In August 1995, he was sent to Hanoi by the Asian Development Bank in Manila, Philippines, to conduct an economic study of Vietnam's transition from a central economy to a market socialist economy. He was there about a month.

"What struck me the most was that if you had told the American government [in 1975] what Vietnam would look like in twenty years, with the movement of the market, they would not have believed you," he said. "The Communist Party is still in power, but there is a great fondness for anything American in Hanoi, which is strange. The extent to which the Vietnamese people love America is amazing. They sell T-shirts that say "Good Morning America" and they sell New York Yankees hats. What was the American government trying to stop? They went in there and killed a million and a half people, lost fifty thousand Americans, to prevent something that would have been an acceptable outcome from the beginning."

Patrick had traveled in Africa in years past, but his trip to Vietnam was his first to an Asian country. He found the cultural differences quite striking. The first thing that caught his attention was the frenetic level of activity that exists in the streets on an everyday basis. "They don't have as many cars and trucks, so they travel by bicycle. People transport things on bicycles instead of trucks. You see five-hundred-pound pigs being moved around on bicycles, and chickens and snakes in baskets that are being taken to restaurants. There's chaos and no traffic regulations."

Despite its poverty-and it is probably among the ten poorest countries in the world-Vietnam remains one of the most advanced countries in Southeast Asia. He said, "Because of being cut off from the world economy for fifteen years, they had to start from scratch trying to make a life for themselves. It is a country with rich resources, but it is a bit of an ecological disaster because of the defoliants and herbicides that were used [by American troops] during the war. They still have lots of birth defects."

While he was in Hanoi, he noticed a steady stream of tourists. Many of the visitors are former American soldiers who want to see what it was like. "That missing in action thing, the way they tied it to policy for years - that was ridiculous. What would anyone have to gain by holding American prisoners for so long?" No one asked Patrick if he was American or Canadian, he said, but he got the feeling they assumed he was American. Patrick was so impressed by the trip that he wrote a novel about the experience when he returned to Canada.
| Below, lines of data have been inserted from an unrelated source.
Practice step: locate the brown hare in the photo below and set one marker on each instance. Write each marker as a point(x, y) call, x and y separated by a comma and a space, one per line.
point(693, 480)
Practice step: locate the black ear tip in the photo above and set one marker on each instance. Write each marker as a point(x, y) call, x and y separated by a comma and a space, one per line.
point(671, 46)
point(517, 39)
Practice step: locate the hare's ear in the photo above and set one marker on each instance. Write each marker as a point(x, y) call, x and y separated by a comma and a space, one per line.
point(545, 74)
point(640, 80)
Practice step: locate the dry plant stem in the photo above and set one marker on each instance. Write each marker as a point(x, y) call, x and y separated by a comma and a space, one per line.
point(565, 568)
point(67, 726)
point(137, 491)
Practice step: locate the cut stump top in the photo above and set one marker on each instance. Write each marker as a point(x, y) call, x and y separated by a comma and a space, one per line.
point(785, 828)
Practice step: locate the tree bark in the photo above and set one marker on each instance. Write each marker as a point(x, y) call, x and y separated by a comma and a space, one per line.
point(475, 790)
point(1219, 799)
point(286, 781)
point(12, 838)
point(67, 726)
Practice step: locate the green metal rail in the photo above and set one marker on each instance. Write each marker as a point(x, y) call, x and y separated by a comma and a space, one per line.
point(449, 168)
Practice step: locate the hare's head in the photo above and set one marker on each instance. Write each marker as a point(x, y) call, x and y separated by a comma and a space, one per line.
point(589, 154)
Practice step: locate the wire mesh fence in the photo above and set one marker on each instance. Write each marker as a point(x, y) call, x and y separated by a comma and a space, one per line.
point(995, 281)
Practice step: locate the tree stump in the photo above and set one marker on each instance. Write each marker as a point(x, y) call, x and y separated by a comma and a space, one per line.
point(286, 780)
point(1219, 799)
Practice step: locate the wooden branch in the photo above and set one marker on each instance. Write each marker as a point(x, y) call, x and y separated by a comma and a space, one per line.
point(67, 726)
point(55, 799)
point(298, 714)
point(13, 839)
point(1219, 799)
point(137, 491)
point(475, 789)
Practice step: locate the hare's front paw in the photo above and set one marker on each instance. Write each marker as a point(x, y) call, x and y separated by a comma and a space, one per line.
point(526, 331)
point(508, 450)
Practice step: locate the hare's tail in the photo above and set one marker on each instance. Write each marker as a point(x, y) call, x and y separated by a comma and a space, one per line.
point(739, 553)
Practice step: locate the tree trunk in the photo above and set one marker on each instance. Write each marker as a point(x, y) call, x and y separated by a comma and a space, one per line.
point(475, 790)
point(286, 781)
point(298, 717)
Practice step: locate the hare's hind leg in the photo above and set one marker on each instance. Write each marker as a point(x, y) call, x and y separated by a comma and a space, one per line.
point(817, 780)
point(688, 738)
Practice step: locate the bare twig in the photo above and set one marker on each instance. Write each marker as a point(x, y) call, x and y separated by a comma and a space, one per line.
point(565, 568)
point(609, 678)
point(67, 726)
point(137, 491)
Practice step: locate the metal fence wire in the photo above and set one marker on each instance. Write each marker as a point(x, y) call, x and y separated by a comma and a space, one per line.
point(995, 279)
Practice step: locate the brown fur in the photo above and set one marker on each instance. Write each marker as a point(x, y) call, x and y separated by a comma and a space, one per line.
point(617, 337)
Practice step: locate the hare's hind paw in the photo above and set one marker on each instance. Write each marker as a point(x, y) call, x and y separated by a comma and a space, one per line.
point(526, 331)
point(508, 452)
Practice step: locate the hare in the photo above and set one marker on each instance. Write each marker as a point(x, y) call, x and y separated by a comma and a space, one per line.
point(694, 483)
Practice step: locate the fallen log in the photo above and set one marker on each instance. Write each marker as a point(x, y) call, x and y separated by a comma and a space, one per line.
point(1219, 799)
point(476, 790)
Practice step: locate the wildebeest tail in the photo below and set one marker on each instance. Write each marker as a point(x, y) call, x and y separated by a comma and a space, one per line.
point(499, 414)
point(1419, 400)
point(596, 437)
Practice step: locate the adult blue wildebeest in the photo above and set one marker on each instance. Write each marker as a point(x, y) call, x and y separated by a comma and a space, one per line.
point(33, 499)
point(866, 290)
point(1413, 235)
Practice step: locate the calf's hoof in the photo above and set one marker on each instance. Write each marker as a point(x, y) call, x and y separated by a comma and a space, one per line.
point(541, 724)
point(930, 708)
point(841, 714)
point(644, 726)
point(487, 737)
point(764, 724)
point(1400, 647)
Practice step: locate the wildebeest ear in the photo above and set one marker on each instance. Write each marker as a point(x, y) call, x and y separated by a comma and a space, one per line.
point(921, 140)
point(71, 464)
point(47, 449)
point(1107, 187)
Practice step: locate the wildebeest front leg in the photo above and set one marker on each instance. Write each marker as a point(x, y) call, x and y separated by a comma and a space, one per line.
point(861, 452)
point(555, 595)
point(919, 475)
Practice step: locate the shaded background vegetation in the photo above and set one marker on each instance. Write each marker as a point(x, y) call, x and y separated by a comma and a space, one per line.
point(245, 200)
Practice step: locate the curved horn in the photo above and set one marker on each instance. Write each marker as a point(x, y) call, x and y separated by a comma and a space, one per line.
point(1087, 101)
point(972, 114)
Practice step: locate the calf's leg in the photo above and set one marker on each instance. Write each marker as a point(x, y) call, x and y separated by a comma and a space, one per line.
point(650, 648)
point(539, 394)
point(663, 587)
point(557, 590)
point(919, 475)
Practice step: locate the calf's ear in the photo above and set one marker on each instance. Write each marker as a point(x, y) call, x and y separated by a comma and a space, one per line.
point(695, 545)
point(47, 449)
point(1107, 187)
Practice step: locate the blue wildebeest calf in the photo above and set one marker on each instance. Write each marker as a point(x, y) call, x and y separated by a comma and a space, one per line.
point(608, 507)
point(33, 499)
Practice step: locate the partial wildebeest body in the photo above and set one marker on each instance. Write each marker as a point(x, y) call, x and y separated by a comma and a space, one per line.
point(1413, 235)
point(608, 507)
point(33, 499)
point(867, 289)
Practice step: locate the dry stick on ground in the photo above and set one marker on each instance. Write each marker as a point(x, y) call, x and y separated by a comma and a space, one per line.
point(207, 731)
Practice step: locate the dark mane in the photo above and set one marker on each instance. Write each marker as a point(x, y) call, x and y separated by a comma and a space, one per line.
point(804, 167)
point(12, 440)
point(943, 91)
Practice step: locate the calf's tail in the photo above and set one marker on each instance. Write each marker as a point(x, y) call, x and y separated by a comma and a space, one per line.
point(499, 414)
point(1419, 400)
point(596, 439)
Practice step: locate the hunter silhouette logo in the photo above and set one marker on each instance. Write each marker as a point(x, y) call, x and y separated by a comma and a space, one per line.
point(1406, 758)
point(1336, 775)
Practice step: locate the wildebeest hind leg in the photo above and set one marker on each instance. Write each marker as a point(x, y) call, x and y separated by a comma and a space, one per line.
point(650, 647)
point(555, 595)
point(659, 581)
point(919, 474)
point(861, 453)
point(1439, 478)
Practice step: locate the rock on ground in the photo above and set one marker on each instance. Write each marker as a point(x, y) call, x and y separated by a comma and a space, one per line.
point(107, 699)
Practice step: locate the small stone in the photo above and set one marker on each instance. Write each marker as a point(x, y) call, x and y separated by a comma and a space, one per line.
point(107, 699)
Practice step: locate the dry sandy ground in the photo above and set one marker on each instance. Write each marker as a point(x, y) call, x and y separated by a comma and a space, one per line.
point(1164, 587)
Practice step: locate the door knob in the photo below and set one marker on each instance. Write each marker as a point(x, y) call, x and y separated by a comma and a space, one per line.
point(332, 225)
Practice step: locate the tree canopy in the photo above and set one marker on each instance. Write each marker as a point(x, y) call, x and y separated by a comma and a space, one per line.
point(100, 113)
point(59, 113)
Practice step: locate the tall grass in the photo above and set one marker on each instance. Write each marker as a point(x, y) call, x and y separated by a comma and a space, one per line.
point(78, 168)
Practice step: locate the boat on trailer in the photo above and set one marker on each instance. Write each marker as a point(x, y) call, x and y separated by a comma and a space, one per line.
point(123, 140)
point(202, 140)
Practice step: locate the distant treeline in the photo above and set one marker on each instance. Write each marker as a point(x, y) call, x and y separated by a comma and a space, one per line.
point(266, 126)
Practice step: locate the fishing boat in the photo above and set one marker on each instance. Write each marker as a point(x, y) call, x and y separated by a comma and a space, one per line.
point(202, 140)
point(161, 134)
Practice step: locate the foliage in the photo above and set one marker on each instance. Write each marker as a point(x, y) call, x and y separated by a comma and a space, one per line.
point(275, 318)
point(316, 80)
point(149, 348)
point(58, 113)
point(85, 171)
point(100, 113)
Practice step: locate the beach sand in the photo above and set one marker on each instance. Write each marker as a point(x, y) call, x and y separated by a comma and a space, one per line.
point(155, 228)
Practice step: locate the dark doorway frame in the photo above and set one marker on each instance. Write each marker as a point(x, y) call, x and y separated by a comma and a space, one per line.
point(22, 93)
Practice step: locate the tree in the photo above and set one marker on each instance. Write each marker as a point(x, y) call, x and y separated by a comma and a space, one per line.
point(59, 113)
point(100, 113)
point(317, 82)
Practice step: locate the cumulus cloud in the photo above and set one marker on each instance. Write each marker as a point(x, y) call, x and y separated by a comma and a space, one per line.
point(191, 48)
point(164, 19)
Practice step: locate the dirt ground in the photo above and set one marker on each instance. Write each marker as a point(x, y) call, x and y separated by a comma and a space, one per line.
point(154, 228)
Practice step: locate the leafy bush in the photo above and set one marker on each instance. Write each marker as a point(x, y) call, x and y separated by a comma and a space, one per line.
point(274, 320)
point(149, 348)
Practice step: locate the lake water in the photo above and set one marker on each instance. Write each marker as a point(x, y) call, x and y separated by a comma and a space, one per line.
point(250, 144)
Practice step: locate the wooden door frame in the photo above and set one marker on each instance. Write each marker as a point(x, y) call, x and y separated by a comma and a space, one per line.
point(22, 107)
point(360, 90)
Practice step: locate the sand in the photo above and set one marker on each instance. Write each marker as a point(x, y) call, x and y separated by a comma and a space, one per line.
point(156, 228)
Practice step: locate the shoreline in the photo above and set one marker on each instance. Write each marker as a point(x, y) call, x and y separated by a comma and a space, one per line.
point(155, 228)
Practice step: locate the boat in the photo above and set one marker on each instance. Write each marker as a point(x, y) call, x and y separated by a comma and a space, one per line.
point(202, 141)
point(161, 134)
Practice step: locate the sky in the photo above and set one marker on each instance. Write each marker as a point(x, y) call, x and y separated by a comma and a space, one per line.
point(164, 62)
Postscript by Patrick Grady

James Dickerson interviewed me for North to Canada before September 11. Like many Americans, I saw the world through different eyes after that terrible day. The threat to our security, which I had tended to largely ignore, had suddenly become a clear and present danger. I began to appreciate much more the role of the military in protecting our country and the sacrifices made by those serving in our armed forces. The importance of not forgetting those missing in action also belatedly registered in my thick skull and made my earlier comment on MIAs to James seem flip. While I still regards our intervention in Vietnam as being disastrous, my pride at being a draft dodger has gradually turned into humility. If faced with the same choice today, I would choose differently. But that doesn’t make my former feelings and views any less authentic. That's why I'm presenting this extract here even though I certainly would not say the same things now if James were to interview me again. None of us are exactly the same person today as we were yesterday. I'm probably just a more extreme case. Perhaps that's why I like to consider myself a born-again American, albeit one who is also Canadian.